From: lindsay@MATHOM.GANDALF.CS.CMU.EDU (Donald Lindsay)
>
>>Ideally FT would exist completely in the hardware, and present
>>a platform to the OS which looks like a non-FT machine.
>
>I'm not so sure. How would this catch the software bugs that Tandem's
>scheme does catch?

Tandem's checkpointing scheme catches SW bugs by deliberate SW design, 
not because the scheme provides some inherent resistance to such. This
resistance has proven to be limited by its own bugs.
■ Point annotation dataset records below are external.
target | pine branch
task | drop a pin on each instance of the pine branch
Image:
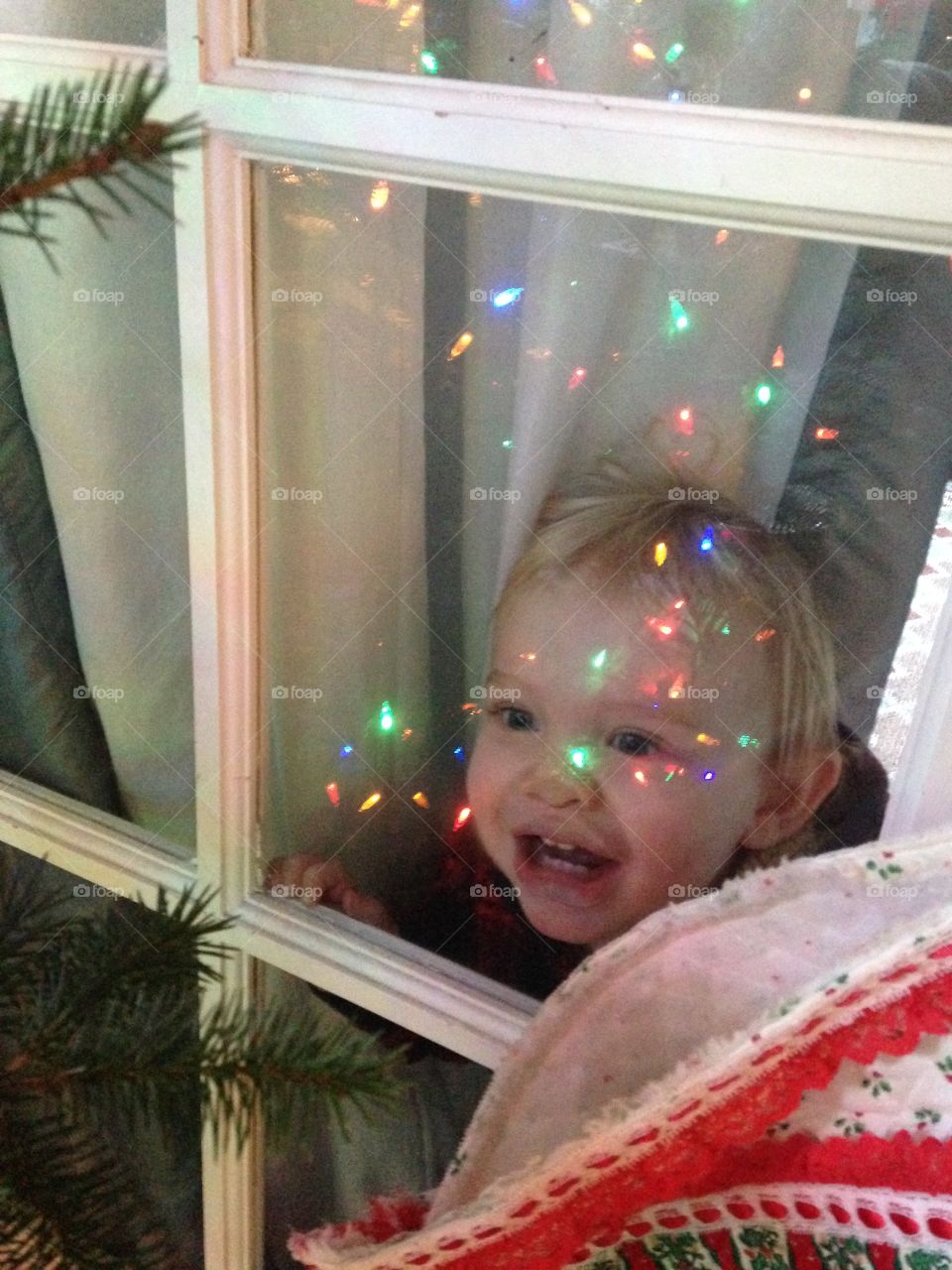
(95, 131)
(67, 1201)
(99, 1038)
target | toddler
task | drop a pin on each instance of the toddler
(660, 714)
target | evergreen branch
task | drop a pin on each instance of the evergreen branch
(72, 132)
(291, 1069)
(66, 1201)
(99, 1035)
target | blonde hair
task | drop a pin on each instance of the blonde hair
(604, 521)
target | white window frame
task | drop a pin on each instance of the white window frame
(855, 181)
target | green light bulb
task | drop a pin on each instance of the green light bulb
(679, 317)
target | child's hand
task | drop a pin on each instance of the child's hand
(326, 881)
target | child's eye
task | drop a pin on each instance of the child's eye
(636, 743)
(507, 714)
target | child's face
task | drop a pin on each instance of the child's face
(581, 756)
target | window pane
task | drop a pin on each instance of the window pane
(429, 362)
(95, 627)
(322, 1175)
(135, 22)
(881, 59)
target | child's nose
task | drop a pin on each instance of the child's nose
(560, 780)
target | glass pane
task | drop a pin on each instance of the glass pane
(881, 59)
(429, 365)
(95, 627)
(135, 22)
(327, 1173)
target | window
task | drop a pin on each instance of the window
(485, 180)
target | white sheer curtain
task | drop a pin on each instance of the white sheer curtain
(102, 385)
(344, 583)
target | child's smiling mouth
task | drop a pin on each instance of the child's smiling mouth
(566, 871)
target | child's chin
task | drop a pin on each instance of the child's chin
(565, 930)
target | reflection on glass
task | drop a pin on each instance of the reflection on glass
(883, 59)
(429, 363)
(134, 22)
(95, 698)
(327, 1173)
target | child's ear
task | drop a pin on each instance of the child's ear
(791, 797)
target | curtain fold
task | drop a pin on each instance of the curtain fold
(50, 731)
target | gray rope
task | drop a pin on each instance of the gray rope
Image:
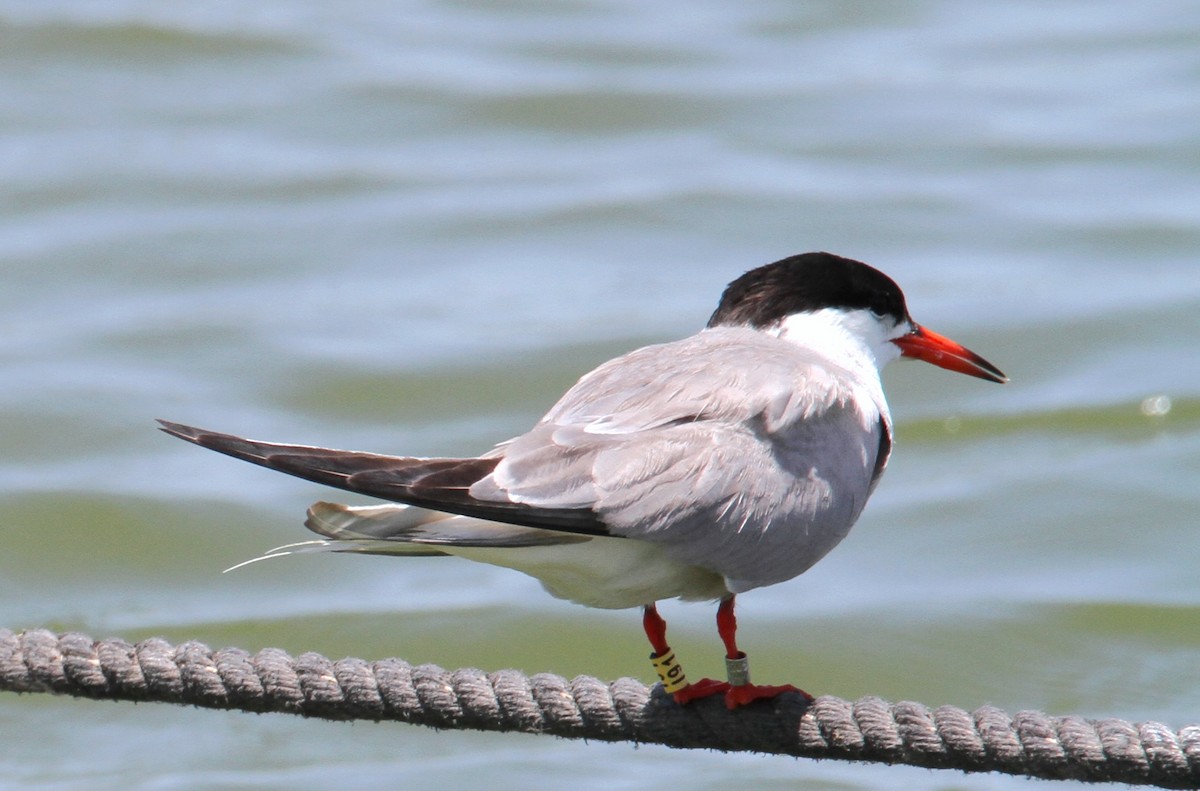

What is as yet 
unestablished is whether the schemes described for detection of SW bugs 
are the best available, or if they are the best available, that they can't 
be equally applied to a redundant CPU implementation.

We can assume we would prefer _all_ our applications to run reliably in
the face of HW failures.  In a checkpointing system, this means
we must incorporate checkpointing logic, as compared to running them
straight off on a redundant CPU machine.  If we need to "harden" certain 
SW, making it resistant to SW bugs while already being impervious to
HW failures, we are free to do so on a redundant CPU machine.

>Lockstep redundancy is very simple to build, but it cannot catch
>Heisenbugs - order dependencies that aren't supposed to be in the
>software, but are anyway.

Lockstep redundancy, or the alternatives for that matter, are not designed 
to catch SW bugs at all, Heisenbugs or whatever.  Deliberate SW design to 
achieve resistance is the only technique that catches SW bugs.

This is not to deny the conceptual difference between "single memory
space" and "multiple memory space" machines, although the line can 
be a bit blurry.  Intuitively, it sure seems more likely that the global 
state will be more easily irretrievably corrupted if there is only one 
memory space.  But is there any actual evidence that those techniques 
(they're all SW techniques) which minimize the potential of irretrievable 
corruption due to SW bugs apply equally well to both systems?

Ultimately we have to just trust the released SW.  If some programmer 
writes precisely the line of code which corrupts the entire system, and 
that line of code manages to get past whatever QA process that is in 
place, we have no defense.

 Looser redundancy schemes declare
>synchronization events at (say) a kilohertz. 
 [...]
>However, a loose redundancy scheme is essentially the same as a
>checkpoint scheme, except for latency.

Right.

Dan Hepner